10/29/2013 6:00:00 AM New therapies offer hope to breast cancer patients
Dr. Hamdy Mohtaseb Kingman Physician
Treatment of breast cancer has been rapidly advancing within the field of oncology. There are different lines of therapy available for this disease, depending on specific cancer subtypes and characteristics.
Breast cancer is a multi-disease entity based on some patient-related as well as tumor-related factors. These factors include the menopausal status of the patient, estrogen and progesterone receptors status, and human epithelial receptor 2 on cancer cells. Some other factors include tumor invasion and grade and type of cancer cell (ductal vs. lobular).

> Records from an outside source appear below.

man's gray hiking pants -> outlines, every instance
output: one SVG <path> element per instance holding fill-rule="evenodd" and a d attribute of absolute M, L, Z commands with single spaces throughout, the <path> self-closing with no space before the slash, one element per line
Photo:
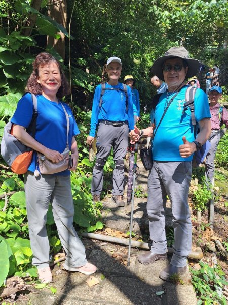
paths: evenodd
<path fill-rule="evenodd" d="M 97 136 L 96 159 L 93 170 L 92 195 L 100 195 L 103 188 L 103 169 L 113 147 L 115 168 L 113 173 L 112 195 L 124 193 L 124 159 L 128 145 L 128 125 L 115 127 L 100 123 Z"/>
<path fill-rule="evenodd" d="M 168 195 L 174 231 L 171 263 L 177 267 L 186 266 L 191 250 L 192 223 L 188 203 L 191 175 L 191 162 L 153 161 L 148 178 L 147 210 L 151 251 L 157 254 L 166 253 L 165 207 Z"/>
<path fill-rule="evenodd" d="M 207 181 L 211 184 L 213 182 L 214 178 L 214 161 L 220 138 L 219 130 L 212 130 L 208 139 L 211 143 L 211 147 L 206 157 L 205 177 Z"/>

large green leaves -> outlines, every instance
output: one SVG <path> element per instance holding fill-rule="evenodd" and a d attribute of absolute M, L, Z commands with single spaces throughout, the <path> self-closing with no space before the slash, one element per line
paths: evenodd
<path fill-rule="evenodd" d="M 8 258 L 7 245 L 4 240 L 0 240 L 0 266 L 1 272 L 0 272 L 0 287 L 3 285 L 10 268 L 10 262 Z"/>

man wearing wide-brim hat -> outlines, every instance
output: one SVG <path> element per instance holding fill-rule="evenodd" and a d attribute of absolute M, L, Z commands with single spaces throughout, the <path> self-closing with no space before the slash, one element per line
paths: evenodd
<path fill-rule="evenodd" d="M 166 281 L 170 280 L 173 274 L 180 274 L 186 270 L 187 258 L 192 245 L 192 224 L 188 204 L 192 160 L 194 152 L 206 142 L 211 132 L 208 102 L 202 90 L 197 89 L 195 96 L 195 115 L 199 126 L 196 140 L 190 109 L 184 108 L 185 92 L 188 86 L 185 84 L 185 79 L 197 74 L 199 67 L 199 62 L 190 58 L 188 51 L 182 47 L 171 48 L 164 56 L 157 59 L 152 66 L 151 71 L 166 82 L 168 89 L 160 96 L 152 110 L 152 127 L 140 130 L 135 126 L 134 132 L 130 133 L 133 141 L 138 140 L 142 134 L 147 137 L 155 136 L 147 204 L 152 246 L 149 252 L 139 256 L 138 260 L 142 264 L 167 258 L 164 207 L 167 195 L 172 204 L 173 255 L 170 263 L 159 274 Z"/>

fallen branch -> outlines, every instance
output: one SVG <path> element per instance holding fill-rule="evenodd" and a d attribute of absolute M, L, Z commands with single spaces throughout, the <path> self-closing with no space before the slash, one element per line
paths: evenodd
<path fill-rule="evenodd" d="M 223 247 L 222 245 L 221 244 L 221 241 L 219 240 L 215 240 L 215 242 L 218 248 L 218 250 L 221 252 L 222 255 L 224 256 L 226 258 L 227 260 L 228 260 L 228 253 L 225 248 Z"/>

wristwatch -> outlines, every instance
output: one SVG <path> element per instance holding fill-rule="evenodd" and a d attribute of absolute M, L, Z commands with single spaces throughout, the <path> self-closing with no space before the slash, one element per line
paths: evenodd
<path fill-rule="evenodd" d="M 193 143 L 195 143 L 196 144 L 197 150 L 199 150 L 202 147 L 202 145 L 199 142 L 197 142 L 197 141 L 193 141 Z"/>

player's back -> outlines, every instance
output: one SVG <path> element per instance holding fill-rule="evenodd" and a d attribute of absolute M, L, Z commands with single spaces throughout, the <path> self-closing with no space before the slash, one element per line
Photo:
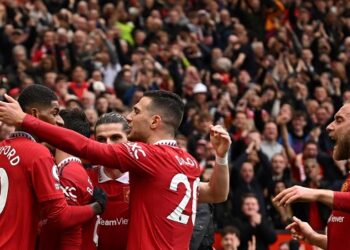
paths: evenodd
<path fill-rule="evenodd" d="M 39 201 L 62 197 L 62 193 L 44 190 L 48 182 L 43 178 L 56 175 L 49 151 L 29 134 L 16 135 L 0 143 L 0 249 L 29 250 L 35 245 Z"/>
<path fill-rule="evenodd" d="M 149 151 L 152 154 L 148 155 Z M 149 145 L 144 155 L 150 174 L 130 172 L 128 249 L 188 249 L 197 207 L 199 165 L 177 147 Z"/>
<path fill-rule="evenodd" d="M 105 211 L 100 216 L 98 249 L 125 250 L 129 227 L 129 174 L 111 179 L 103 169 L 102 166 L 96 166 L 88 171 L 93 185 L 101 188 L 108 198 Z"/>

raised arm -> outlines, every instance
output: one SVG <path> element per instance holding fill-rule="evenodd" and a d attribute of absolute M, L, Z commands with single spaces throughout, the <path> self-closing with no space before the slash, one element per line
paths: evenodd
<path fill-rule="evenodd" d="M 50 145 L 79 158 L 89 160 L 93 164 L 101 164 L 110 168 L 117 168 L 119 158 L 116 151 L 123 145 L 108 145 L 88 139 L 72 130 L 53 126 L 33 116 L 24 113 L 18 102 L 5 95 L 8 103 L 0 102 L 0 120 L 16 127 L 22 127 L 48 142 Z"/>
<path fill-rule="evenodd" d="M 216 152 L 214 171 L 208 183 L 200 183 L 198 201 L 219 203 L 227 199 L 229 192 L 227 154 L 231 145 L 231 138 L 223 127 L 216 125 L 210 128 L 210 142 Z"/>
<path fill-rule="evenodd" d="M 344 198 L 344 200 L 342 200 L 342 198 Z M 333 207 L 335 203 L 337 208 L 348 209 L 350 211 L 350 206 L 346 205 L 348 200 L 350 200 L 350 193 L 348 192 L 337 192 L 336 195 L 334 195 L 334 192 L 331 190 L 293 186 L 280 192 L 273 199 L 273 202 L 279 206 L 285 206 L 293 202 L 318 201 L 329 207 Z M 334 207 L 334 209 L 337 208 Z"/>

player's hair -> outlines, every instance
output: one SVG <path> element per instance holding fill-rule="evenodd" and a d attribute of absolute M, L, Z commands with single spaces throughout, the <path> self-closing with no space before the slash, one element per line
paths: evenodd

Over the years, treatment of breast cancer consisted of surgery followed by chemotherapy with or without radiation therapy in patients. Targeted therapies are now available against many cancers that represent more effective, less toxic treatment when compared to conventional chemotherapy.

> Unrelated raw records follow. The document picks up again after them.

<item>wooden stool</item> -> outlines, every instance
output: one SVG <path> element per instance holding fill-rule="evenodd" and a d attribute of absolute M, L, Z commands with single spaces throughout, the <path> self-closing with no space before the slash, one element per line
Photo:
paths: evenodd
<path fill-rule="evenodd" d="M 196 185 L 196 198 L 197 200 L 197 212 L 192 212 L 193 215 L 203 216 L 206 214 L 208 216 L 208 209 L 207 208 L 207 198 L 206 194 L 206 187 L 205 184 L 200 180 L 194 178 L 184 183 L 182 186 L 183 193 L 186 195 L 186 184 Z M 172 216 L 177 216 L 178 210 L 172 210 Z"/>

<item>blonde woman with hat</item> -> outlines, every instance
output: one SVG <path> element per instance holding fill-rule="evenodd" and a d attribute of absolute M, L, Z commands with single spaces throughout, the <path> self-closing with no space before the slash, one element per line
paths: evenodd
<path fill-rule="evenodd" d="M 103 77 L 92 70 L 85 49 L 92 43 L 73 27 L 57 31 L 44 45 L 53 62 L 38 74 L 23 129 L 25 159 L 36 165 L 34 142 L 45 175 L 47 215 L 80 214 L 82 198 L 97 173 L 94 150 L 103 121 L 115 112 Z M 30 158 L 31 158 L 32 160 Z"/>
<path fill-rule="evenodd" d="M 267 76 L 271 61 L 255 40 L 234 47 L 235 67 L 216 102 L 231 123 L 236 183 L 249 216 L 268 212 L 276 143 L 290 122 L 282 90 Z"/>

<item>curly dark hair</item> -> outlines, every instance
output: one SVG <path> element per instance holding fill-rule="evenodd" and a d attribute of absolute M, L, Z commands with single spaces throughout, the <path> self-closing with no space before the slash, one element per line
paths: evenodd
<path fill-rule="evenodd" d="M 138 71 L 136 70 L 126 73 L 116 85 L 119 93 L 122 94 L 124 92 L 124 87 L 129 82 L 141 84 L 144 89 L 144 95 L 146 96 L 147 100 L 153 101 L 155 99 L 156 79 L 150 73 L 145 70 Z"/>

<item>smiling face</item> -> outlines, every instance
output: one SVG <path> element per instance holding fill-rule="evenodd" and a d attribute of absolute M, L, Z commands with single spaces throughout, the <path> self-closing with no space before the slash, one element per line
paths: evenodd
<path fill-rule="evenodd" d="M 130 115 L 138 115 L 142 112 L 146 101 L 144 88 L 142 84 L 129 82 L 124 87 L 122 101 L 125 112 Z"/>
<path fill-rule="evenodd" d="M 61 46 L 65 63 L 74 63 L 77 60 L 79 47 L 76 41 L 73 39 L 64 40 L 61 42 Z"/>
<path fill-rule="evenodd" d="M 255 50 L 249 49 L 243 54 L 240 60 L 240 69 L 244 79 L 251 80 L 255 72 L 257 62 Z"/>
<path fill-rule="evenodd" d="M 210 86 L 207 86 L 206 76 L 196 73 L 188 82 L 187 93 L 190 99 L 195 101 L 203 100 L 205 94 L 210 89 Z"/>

The idea came through the discovery of receptors that are present on cancer cells that promote cancer but are not present nor induce cancer on normal cells. In breast cancer, for example, by targeting certain receptors and pathways through molecular therapies, we are able to specifically achieve direct cancer-cell killing with minimal toxicity in most cases.
One of the most fascinating therapeutic strategies in oncology is the one that targets HER2 receptors. Approximately 20 percent of breast cancers over express HER2, which historically is associated with increased recurrence and an overall worse prognosis compared to HER2 negative breast cancer. However, the discovery of HER2 directed therapy is a paradigm shift that has revolutionized the natural history with increased survival despite a patient having this type of breast cancer. It has abrogated the poor prognosis of this type of breast cancer into a more chronic and favorable disease.
Until recently, there were two anti-HER2 medications, Herceptin and the oral medication Lapatinib. Both are approved for treatment of HER2 positive breast cancer in combination with chemotherapy. We may also use this target therapy, Herceptin, as monotherapy without chemotherapy in patients with limited or asymptomatic advanced breast cancer.
Because HER2 positive breast cancer is historically an unfavorable disease, many patients eventually progress and become resistant to Herceptin and Lapatinib.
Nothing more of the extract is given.